I take it that your “iterate” case is the one with the implied do-loop (buildarray = …)? Aha, yes, the titles to your timings seem to say so
While I am not a compiler writer, I can make a guess at the timings: in the second case the program needs to make a temporary array, fill it and then copy it into the target array on the lefthand-side. But since this can be done at compile-time, you probably have a case where the compiler does the heavy work and stores the result in the object file (.o).
Is there a difference in size between the object files you get?
Note: I once wrote a program where just about all compilation could be done by simply filling a data array at compile time. For one compiler I tried, this took ages and only when I reduced the size was my amount of patience later than the burden on that compiler. (Just for your information: it was a program that determined Ramanujan numbers up to 1 million in a single statement)
What level of optimization was used for both cases ? I’m not sure how reliable the Linux
system time function is for timing fine grain differences in run time. I’ve observed really large deltas between successive runs due to some other load on the system.
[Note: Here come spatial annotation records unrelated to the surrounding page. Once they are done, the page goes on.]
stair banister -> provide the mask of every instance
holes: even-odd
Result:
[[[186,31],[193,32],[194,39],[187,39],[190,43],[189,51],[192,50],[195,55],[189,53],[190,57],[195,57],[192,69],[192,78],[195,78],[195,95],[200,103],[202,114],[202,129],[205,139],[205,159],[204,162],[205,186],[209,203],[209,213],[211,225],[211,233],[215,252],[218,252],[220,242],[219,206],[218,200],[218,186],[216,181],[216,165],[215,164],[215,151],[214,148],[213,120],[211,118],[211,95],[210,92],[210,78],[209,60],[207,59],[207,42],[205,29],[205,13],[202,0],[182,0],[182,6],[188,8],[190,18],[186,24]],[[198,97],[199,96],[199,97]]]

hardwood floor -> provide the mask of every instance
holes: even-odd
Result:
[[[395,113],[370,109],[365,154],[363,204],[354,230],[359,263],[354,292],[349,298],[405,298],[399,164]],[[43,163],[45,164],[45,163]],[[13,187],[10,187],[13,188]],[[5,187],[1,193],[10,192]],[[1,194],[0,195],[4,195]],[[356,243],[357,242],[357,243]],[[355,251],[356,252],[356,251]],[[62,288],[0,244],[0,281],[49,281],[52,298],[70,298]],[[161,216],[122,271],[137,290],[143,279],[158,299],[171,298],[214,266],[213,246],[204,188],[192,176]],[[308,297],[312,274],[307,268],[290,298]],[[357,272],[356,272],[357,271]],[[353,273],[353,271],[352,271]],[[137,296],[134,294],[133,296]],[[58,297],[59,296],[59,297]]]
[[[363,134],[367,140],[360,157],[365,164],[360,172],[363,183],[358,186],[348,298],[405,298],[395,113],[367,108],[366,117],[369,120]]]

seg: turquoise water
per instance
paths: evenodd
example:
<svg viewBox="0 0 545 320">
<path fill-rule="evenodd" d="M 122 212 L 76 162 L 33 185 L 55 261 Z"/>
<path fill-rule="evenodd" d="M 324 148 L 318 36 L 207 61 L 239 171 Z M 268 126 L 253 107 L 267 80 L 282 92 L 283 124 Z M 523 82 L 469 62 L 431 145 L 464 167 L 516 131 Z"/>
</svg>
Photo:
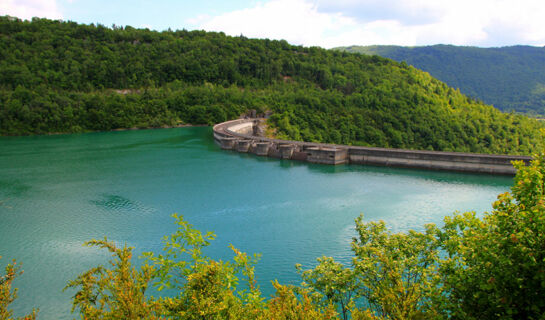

A compiler has basically two approaches that it can take. One is to construct the array at compile time and store the data in static memory in the object file. For a large array, say 10x or 100x larger than in this example, that would produce a huge executable program, and just loading such a program into memory might take several minutes. Another approach would be to defer the array construction until run time. In this case, depending on how clever the compiler is with optimization, space for two such arrays might be required, one for the right hand side and one for the left hand side. Obviously this is a waste of memory, even if the array is filled at run time rather than at compile time.
I think you will find the following approach produces the smallest executable file and also executes the fastest:
integer, parameter :: N=1002001
integer, allocatable :: buildarray(:)
integer :: i
allocate( buildarray(N) )
do i = 1, N
buildarray(i) = i
enddo
Here the compiler does everything, including the memory allocation, at run time.
This is what gfortran seems to do, even with -O3. It dynamically allocates a temp, fills it in, and copies into buildarray.
This is what flang does, with both versions of the initialization. It takes a long time to create the .o file but at runtime it just copies from static memory into the result.
I have noted earlier that code with implied do loops can compile very slowly when the loop range is large, so my advice is to use implied do loops only when the loop range is fixed and small.
What we mean is that when benchmarking performances, you should always compile with the compiler optimizations enabled. That is, with gfortran, at least use the -O3 flag.
I mean in this example. In the generated code there are calls to _malloc, _free, and _memcpy. This is with gfortran 14.2 on macos if it makes a difference.